Aviation fuels are petroleum-based fuels, or petroleum and synthetic fuel blends, used to power aircraft. They have more stringent requirements than fuels used for ground use, such as heating and road transport, and contain additives to enhance or maintain properties important to fuel performance or handling. They are kerosene-based (JP-8 and Jet A-1) for gas turbine-powered aircraft. Piston-engined aircraft use gasoline and those with diesel engines may use jet fuel (kerosene). By 2012 all aircraft operated by the U.S. Air Force had been certified to use a 50-50 blend of kerosene and synthetic fuel derived from coal or natural gas as a way of stabilizing the cost of fuel.
Specific energy is an important criterion in selecting fuel for an aircraft.
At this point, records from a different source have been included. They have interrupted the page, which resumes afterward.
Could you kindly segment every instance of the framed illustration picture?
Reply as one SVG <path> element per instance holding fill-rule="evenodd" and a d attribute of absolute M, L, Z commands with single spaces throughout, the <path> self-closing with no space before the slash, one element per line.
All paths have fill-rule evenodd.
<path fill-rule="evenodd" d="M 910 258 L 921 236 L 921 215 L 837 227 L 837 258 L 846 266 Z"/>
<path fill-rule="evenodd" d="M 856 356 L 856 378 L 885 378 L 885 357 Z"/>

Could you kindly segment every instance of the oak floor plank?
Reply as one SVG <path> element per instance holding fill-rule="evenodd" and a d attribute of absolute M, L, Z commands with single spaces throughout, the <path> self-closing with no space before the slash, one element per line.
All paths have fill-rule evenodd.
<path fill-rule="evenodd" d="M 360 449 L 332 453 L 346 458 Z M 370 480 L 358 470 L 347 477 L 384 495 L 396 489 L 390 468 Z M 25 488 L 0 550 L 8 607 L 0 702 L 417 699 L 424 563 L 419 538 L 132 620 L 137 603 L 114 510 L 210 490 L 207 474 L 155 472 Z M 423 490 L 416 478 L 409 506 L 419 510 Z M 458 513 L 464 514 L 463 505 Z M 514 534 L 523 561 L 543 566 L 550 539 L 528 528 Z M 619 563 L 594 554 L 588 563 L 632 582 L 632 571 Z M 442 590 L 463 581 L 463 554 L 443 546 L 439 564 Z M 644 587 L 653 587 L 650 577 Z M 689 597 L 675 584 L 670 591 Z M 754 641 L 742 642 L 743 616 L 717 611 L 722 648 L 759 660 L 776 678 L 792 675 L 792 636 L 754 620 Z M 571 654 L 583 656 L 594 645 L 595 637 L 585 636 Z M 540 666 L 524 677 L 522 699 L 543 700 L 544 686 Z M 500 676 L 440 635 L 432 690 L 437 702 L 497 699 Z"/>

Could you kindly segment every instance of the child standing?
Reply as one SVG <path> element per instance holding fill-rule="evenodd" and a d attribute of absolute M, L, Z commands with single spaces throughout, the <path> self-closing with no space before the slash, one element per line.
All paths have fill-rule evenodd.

The much higher energy storage capability of hydrocarbon fuels compared to batteries has so far prevented electric aircraft using electric batteries as the main propulsion energy store becoming viable for even small personal aircraft.
As aviation moves into the renewables era, hydrogen-powered aircraft might enter common use. These are zero-emission for CO2 but not for NOx. Cryogenic hydrogen can be used as a liquid at temperatures below 20 K. Gaseous hydrogen involves pressurized tanks at 250–350 bar. With materials available in the 2020s, the mass of tanks strong enough to withstand this kind of high pressure will greatly outweigh the hydrogen fuel itself, largely negating the weight to energy advantage of hydrogen fuel over hydrocarbon fuels. Hydrogen has a severe volumetric disadvantage relative to hydrocarbon fuels, but future blended wing body aircraft designs might be able to accommodate this extra volume without greatly expanding the wetted area.
Even if finally practical, the industry timeline for adopting hydrogen is fairly lengthy. An alternative to conventional aviation fuel available in the near term is aviation biofuel, sometimes termed sustainable aviation fuel (SAF).